Kalah dari Pencopet
SETELAH sekian puluh tahun kita diceraiberaikan oleh perbedaan kepentingan, kini ibarat tersentak, bahkan hampir tidak percaya.
Oleh: Pramono BS
SETELAH sekian puluh tahun kita diceraiberaikan oleh perbedaan kepentingan, kini ibarat tersentak, bahkan hampir tidak percaya.
Musibah jatuhnya pesawat AirAsia QZ8501 telah menyadarkan kita akan arti kebersamaan. Pencarian besar-besaran oleh Basarnas, TNI/Polri, dan masyarakat langsung dilakukan sejak terbetik kabar putusnya kontak antara pilot pesawat dan menara pengawas.
Bahkan, lembaga SKK Migas tidak ketinggalan. Mereka mengirim dua kapal tanker ke lokasi untuk suplai bahan bakar bagi kapal-kapal penolong. Luar biasa.
Bukan itu saja, Presiden Joko Widodo (Jokowi) juga turun tangan meski saat itu masih berada di Papua. Dia menunjuk Wapres Jusuf Kalla sebagai ketua tim pencarian yang mengoordinasikan semua unsur.
Jokowi juga lantas terbang ke Surabaya untuk meninjau pelaksanaan evakuasi dan menemui keluarga korban. Terasa sekali ada kehadiran negara dalam situasi yang sangat menyedihkan ini. Ada suasana kebatinan yang tidak pernah terbayangkan.
Kebersamaan itu membuktikan ampuhnya gotong royong yang sudah mulai luntur. Gotong royong adalah ciri khas kebersamaan bangsa, tidak hanya di level terbawah tapi juga di level atas.
Negeri ini sudah lama terasa kering dari rasa persaudaraan, kegotongroyongan dan kebersamaan antara pemerintah dan rakyat. Rakyat tidak peduli terhadap omongan pemerintah karena banyak yang tidak sesuai kenyataan.
Pemerintah semakin jauh, tidak pernah terasa kehadirannya pada saat-saat rakyat membutuhkan.
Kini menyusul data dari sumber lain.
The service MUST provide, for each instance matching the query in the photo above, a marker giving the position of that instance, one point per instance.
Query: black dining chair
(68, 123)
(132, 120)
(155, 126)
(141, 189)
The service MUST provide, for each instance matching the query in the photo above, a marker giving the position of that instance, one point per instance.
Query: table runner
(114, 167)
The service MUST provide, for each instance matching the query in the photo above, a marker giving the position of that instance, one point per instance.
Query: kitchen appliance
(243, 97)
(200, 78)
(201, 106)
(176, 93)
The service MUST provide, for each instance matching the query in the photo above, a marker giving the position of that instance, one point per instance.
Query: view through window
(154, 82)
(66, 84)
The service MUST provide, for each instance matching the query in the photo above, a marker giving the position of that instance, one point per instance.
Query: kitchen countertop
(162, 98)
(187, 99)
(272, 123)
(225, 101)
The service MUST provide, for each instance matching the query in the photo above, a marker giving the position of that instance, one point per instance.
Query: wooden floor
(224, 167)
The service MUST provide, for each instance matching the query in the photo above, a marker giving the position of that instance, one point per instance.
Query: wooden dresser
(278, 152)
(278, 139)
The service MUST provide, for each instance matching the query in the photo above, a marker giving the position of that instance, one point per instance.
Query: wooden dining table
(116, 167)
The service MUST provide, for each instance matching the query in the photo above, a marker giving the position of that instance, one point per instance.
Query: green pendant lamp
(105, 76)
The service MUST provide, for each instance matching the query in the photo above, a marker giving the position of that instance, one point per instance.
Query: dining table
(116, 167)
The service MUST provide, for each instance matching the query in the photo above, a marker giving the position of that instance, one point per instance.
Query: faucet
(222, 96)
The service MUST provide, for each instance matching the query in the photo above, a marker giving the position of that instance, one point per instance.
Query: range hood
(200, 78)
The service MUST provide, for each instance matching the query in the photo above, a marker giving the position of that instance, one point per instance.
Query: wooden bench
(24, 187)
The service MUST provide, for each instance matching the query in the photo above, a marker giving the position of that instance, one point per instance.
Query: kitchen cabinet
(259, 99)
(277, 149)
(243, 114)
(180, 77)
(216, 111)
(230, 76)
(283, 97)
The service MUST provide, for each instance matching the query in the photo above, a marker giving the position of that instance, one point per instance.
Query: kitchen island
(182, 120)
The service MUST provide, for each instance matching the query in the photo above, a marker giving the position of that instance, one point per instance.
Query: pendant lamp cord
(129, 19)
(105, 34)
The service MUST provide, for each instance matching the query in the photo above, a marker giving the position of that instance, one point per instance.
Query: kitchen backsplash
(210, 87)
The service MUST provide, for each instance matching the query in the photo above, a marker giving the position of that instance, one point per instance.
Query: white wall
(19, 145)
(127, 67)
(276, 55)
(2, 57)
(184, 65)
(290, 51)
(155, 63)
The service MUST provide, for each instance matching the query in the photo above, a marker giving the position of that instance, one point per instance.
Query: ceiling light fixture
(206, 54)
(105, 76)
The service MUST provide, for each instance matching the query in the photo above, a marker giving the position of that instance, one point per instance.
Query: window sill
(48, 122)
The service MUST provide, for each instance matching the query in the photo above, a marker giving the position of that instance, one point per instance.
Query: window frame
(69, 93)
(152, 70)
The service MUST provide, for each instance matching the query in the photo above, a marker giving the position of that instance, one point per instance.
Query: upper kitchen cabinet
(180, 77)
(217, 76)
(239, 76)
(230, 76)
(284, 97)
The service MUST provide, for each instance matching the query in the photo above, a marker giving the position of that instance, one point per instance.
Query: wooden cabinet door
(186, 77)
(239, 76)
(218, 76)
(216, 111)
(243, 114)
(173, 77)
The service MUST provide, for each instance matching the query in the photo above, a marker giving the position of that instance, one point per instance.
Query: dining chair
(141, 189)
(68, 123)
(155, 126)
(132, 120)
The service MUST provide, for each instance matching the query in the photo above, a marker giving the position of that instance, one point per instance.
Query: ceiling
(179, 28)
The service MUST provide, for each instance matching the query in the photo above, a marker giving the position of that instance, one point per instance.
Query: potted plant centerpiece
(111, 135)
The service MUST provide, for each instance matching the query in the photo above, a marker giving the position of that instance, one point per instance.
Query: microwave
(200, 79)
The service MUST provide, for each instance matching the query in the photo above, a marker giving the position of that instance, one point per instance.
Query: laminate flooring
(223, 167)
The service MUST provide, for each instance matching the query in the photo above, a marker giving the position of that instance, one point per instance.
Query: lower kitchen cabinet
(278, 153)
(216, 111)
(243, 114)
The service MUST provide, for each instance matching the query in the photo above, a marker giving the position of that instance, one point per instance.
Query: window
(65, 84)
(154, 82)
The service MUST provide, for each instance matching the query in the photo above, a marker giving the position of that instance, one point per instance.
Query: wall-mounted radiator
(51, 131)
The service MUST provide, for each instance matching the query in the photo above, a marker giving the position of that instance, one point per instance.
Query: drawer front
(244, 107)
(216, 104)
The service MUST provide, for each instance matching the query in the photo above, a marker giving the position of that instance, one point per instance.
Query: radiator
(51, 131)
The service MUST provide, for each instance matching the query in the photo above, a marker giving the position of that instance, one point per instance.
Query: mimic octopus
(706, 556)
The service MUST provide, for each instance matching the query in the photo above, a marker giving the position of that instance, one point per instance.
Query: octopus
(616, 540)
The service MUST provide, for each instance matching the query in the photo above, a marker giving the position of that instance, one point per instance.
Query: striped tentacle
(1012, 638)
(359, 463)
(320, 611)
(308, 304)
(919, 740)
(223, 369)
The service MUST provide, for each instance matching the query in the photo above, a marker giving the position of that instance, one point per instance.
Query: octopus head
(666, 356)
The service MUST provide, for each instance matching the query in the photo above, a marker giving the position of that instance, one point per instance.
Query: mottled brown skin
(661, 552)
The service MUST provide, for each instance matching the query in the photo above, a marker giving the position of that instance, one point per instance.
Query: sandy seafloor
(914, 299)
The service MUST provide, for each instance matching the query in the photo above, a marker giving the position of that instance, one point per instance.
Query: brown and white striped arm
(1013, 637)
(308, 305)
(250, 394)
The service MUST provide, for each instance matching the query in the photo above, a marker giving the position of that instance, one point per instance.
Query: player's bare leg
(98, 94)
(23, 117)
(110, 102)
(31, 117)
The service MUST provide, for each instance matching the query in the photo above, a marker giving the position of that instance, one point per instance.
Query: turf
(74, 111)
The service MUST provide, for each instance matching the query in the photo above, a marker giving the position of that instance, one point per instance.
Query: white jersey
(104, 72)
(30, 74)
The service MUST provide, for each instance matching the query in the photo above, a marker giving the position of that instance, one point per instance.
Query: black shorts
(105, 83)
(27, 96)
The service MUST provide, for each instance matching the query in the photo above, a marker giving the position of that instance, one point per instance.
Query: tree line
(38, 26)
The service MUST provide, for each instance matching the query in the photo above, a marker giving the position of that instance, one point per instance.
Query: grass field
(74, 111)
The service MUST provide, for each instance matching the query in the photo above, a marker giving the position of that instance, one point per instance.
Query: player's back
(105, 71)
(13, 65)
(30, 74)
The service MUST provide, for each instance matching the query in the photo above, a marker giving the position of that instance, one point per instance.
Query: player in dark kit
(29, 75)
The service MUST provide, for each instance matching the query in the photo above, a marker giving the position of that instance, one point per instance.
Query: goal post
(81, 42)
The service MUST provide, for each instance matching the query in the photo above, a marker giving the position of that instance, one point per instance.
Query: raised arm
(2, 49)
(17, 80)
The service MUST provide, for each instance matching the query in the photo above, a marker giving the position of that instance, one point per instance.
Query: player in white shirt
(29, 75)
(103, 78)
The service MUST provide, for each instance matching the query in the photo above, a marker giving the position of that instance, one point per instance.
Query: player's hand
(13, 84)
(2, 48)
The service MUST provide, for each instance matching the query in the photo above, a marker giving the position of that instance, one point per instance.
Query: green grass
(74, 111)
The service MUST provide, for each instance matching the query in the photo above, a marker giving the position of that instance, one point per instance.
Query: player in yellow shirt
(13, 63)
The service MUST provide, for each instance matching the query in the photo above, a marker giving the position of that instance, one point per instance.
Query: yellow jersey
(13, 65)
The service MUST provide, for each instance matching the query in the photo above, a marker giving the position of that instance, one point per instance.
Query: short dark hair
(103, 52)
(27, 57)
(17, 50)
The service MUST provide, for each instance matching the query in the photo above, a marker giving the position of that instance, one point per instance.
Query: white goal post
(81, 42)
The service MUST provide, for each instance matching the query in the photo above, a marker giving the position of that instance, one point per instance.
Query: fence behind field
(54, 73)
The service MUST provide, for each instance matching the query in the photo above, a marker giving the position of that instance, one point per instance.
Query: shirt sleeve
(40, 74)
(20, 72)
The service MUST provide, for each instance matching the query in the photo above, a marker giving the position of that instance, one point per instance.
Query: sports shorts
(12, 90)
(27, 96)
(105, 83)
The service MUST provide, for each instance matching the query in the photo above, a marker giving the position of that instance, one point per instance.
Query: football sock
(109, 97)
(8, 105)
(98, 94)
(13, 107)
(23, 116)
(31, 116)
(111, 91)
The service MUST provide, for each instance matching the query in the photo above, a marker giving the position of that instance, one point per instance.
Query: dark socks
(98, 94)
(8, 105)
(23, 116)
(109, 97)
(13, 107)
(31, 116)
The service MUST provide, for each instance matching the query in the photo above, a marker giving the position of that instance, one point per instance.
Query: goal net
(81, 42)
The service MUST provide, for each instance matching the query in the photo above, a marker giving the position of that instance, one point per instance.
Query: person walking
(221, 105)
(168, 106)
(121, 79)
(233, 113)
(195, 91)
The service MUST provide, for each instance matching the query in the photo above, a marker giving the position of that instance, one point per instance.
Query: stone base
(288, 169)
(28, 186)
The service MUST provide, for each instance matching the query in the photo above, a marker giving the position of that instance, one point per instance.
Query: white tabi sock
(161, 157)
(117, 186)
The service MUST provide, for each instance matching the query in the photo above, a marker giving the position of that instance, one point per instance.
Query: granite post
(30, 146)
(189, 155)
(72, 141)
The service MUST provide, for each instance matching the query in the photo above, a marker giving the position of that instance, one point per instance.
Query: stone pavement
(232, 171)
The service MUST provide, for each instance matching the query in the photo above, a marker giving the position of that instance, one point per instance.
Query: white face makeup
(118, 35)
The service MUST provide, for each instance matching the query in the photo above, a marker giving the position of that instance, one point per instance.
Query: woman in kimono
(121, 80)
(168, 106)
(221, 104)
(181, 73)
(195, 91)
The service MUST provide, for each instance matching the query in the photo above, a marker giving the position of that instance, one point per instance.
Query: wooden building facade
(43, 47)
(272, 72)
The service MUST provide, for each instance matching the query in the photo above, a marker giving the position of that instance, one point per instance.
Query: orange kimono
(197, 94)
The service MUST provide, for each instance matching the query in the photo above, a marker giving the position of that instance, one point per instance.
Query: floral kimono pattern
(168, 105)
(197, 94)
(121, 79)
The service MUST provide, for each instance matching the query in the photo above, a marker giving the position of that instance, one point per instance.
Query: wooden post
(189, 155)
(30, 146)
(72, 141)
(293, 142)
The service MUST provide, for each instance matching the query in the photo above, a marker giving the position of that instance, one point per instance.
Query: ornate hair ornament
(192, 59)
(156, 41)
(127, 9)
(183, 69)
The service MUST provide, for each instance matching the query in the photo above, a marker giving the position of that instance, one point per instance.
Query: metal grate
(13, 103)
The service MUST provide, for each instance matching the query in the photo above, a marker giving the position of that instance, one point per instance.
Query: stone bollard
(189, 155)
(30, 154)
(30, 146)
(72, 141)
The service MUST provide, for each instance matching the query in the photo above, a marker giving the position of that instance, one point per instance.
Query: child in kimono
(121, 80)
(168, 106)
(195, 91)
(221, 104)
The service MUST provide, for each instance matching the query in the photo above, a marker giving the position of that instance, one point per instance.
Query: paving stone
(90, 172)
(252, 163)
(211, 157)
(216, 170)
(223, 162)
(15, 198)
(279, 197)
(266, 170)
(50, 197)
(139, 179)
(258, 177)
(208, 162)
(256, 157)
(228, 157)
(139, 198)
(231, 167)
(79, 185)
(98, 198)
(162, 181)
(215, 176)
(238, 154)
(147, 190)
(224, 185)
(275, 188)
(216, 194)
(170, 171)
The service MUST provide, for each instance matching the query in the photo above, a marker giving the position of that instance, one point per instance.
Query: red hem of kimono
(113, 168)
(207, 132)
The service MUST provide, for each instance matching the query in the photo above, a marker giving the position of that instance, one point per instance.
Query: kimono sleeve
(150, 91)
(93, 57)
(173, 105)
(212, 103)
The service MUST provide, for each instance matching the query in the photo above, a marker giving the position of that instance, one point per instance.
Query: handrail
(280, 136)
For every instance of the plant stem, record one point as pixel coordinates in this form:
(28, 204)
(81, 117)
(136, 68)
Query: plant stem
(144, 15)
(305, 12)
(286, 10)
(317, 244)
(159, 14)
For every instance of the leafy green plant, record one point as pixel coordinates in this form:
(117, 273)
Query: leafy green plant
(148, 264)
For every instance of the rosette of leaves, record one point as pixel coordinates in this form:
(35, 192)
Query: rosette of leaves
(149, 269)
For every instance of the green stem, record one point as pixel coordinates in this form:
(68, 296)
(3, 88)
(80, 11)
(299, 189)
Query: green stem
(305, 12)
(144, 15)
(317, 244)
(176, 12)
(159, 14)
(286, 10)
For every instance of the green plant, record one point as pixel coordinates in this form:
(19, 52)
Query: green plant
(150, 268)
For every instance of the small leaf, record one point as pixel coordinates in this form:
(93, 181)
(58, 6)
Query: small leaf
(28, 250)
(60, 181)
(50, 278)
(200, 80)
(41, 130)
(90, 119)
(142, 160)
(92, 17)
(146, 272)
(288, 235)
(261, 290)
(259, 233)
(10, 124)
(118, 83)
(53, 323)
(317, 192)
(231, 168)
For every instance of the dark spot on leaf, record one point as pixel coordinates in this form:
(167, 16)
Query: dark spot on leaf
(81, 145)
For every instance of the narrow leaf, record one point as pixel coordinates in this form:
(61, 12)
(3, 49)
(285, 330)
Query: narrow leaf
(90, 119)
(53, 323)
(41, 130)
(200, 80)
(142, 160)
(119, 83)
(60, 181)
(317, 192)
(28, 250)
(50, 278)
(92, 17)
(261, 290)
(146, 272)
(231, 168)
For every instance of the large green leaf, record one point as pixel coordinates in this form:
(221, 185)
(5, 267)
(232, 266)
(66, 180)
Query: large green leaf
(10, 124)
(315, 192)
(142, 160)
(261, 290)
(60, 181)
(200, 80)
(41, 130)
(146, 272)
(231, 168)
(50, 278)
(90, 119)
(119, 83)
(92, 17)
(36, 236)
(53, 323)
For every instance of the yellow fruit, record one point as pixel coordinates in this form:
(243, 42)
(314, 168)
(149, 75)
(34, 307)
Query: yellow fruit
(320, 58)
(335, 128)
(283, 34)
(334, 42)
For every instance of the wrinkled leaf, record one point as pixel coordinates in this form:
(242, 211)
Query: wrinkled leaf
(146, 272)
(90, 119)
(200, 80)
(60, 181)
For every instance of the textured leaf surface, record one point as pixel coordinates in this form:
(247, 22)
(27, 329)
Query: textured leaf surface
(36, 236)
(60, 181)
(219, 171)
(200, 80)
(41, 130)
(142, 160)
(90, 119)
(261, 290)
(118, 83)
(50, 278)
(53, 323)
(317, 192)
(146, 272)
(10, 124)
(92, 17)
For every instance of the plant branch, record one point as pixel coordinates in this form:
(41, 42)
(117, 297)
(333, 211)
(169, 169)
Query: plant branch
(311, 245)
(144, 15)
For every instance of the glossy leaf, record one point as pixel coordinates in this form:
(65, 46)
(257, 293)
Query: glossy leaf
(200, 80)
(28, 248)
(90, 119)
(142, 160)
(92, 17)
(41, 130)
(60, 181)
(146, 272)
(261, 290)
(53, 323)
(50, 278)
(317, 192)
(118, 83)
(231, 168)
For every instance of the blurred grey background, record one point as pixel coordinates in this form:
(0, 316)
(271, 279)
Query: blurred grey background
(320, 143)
Antarinstansi pemerintah saling menonjolkan egonya. Seperti gubernur zaman sekarang yang kesulitan mengendalikan bupati/wali kota.
Diakui atau tidak, kepentingan politik telah melahirkan suasana seperti itu. Pemilihan kepala daerah melahirkan permusuhan antarpendukung. Sedikit saja ada benturan terjadi gesekan antarkelompok, antarkampung, bahkan antarpemerintah daerah yang berebut tapal batas. Tidak ada kebersamaan lagi.
Rivalitas antarkelompok di DPR juga telah menyeret munculnya rivalitas antara pemerintah dan DPR. Mereka tidak membentuk wadah yang bisa melahirkan kebersamaan pandangan soal kebangsaan tapi justru perpecahan seperti Koalisi Merah Putih (KMP) dan Koalisi Indonesia Hebat (KIH).
Karena KMP memiliki suara mayoritas di DPR maka DPR terkesan menjadi lawan pemerintah yang didukung KIH. Apapun yang dilakukan pemerintah sedapat mungkin dijegal.
Baru saja anggota DPR Fraksi Golkar Bambang Soesatyo mengritik pemerintah yang tidak mau berkoordinasi dengan DPR menyangkut berbagai rencananya. Katanya, segala langkah besar yang akan dilakukan pemerintah tidak akan bisa berjalan tanpa mendapat persetujuan DPR. Jadi siap-siap saja RAPBN 2015 Perubahan ditolak. Mengapa dia tidak mengoreksi diri, apa yang telah menyebabkan DPR tidak berfungsi?
***
Itulah potret kita, gambaran bangsa ini. Bangsa yang masih mengutamakan dendam daripada damai, masih mengutamakan kepentingankelompok daripada kepentingan bangsa, masih mengutamakan perutnya sendiri daripada memikirkan kemelaratan rakyat.